Ça va mieux en le disant

Il fut un temps, pas si éloigné, où en même temps signifiait simultanément. Ou bien concomitamment. Ou encore au même moment. Mais ça, c’était avant. Avant qu’en même temps ne devienne une locution magique qui permet de dire tout à la fois «d’un autre côté», «d’autre part», «en revanche», «ceci dit», «mais», «ce qui n’empêche pas que», «oui mais non», «non mais oui» ou encore synochoïdal. Sauf synochoïdal, qui est du Pierre Dac dans le texte. «En même temps» est devenu une sorte de joker pour pouvoir dire dans une même phrase tout et son contraire. Et inversement. Adonnons-nous donc, pour quelques instants, aux joies enivrantes de ce nouveau sport, l’enmêmetempisme: – On ne peut pas rester insensible aux souffrances des plus défavorisés. En même temps, il ne faut pas en faire des assistés. Comme on dit, «aide-toi, le ciel t’aidera». En même temps, ils pourraient un jour prochain se fâcher tout rouge. En même temps, ils regardent la télé, ça les occupe et si ça n’apaise pas leurs malheurs, ça vide leurs cerveaux. Les pauvres sont de plus en plus nombreux. En même temps, les très riches aussi. Y aurait-il un rapport direct entre ces deux constatations? Peut-être mais en même temps, s’il n’y avait que des riches, on ne saurait plus à qui prendre les sous. On ne prête qu’aux riches et puis on leur donne et on ne prend qu’aux pauvres.

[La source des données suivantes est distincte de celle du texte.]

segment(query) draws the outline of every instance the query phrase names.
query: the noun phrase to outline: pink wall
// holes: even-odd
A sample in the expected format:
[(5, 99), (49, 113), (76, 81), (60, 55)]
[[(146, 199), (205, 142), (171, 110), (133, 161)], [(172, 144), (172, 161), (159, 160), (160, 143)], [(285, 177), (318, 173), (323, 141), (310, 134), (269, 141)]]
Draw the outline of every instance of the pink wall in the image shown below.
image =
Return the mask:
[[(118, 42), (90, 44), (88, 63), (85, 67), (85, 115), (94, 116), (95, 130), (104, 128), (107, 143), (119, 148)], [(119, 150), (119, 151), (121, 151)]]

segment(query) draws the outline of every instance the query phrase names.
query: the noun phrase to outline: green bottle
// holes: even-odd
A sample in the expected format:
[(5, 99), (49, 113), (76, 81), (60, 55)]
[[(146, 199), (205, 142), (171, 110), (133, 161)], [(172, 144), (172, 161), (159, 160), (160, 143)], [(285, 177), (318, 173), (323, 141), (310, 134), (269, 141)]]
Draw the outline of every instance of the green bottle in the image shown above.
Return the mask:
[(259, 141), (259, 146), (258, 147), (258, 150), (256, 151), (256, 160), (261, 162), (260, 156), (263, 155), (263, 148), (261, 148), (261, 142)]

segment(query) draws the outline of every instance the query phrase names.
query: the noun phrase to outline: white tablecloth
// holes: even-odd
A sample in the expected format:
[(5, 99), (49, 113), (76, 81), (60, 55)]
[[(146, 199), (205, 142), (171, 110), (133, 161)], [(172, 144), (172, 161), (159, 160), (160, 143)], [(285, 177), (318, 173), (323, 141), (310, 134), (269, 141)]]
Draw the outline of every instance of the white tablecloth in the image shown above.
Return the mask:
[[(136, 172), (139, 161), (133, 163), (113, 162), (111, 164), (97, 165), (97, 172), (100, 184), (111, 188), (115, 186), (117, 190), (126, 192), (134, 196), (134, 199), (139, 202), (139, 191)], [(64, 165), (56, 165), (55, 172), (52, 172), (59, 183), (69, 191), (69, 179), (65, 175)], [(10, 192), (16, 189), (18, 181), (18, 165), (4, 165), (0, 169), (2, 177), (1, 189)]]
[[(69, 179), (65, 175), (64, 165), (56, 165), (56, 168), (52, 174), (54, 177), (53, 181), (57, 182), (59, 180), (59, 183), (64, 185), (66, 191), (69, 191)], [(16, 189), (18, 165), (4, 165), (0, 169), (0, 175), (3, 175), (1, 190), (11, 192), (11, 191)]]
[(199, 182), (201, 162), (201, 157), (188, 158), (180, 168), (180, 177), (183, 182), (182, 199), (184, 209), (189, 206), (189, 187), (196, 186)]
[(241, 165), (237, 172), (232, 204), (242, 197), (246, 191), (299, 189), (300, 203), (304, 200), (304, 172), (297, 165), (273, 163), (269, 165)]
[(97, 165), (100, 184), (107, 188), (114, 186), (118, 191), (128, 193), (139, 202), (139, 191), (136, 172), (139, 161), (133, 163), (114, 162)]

En même temps, si on prenait aux riches, ils deviendraient pauvres alors que si on prend aux pauvres, ils restent pauvres. C’est mieux, ils ont déjà l’expérience. Et puis, parfois, les riches donnent aux pauvres. Un peu. En même temps, s’ils leur donnaient trop, ils ne seraient plus pauvres et on n’aurait plus personne à qui donner. En même temps, si on donne aux riches, au moins on est sûr qu’ils ne vont pas tout dépenser en boisson. Ou alors du bon. Pas de la piquette. Les pauvres avalent n’importe quoi. D’ailleurs, il y a plus d’obèses chez les pauvres que chez les riches. En même temps, ça n’est pas une bonne nouvelle car un proverbe chinois dit «quand les gros maigrissent, les maigres meurent». Heureusement, les pauvres meurent gros. J’ai un ami fortuné qui me répète toujours «quand je grossis, je m’aigris», c’est le secret des riches pour garder la ligne. Au fait, c’est un honneur que d’aider les réfugiés, en même temps, c’est rigolo de leur supprimer les points d’eau et les toilettes. Mais riches ou pauvres, de droite ou de gauche, nous sommes tous des êtres humains. En même temps il y a plus d’humanité dans la richesse d’un être de droite que dans la pauvreté d’un être de gauche. Hi hi, sauf quand un être de gauche a l’Humanité pliée en quatre dans sa poche. L’Huma est un des rares journaux qui n’appartiennent pas à un riche de droite, c’est embêtant. En même temps, il y a cent fois plus de téléspectateurs du journal de TF1 que de lecteurs de l’Humanité, c’est rassurant. L’idéal serait qu’il n’y ait plus du tout de journaux, le papier, ç’est fait avec des arbres et il faut protéger la nature. En même temps, il ne faut pas exagérer avec la protection de la nature, l’heure est à la suppression des subventions à l’agriculture biologique. En même temps… En même temps, il y a peu de chances (risques) qu’en même temps devienne on m’aime tant!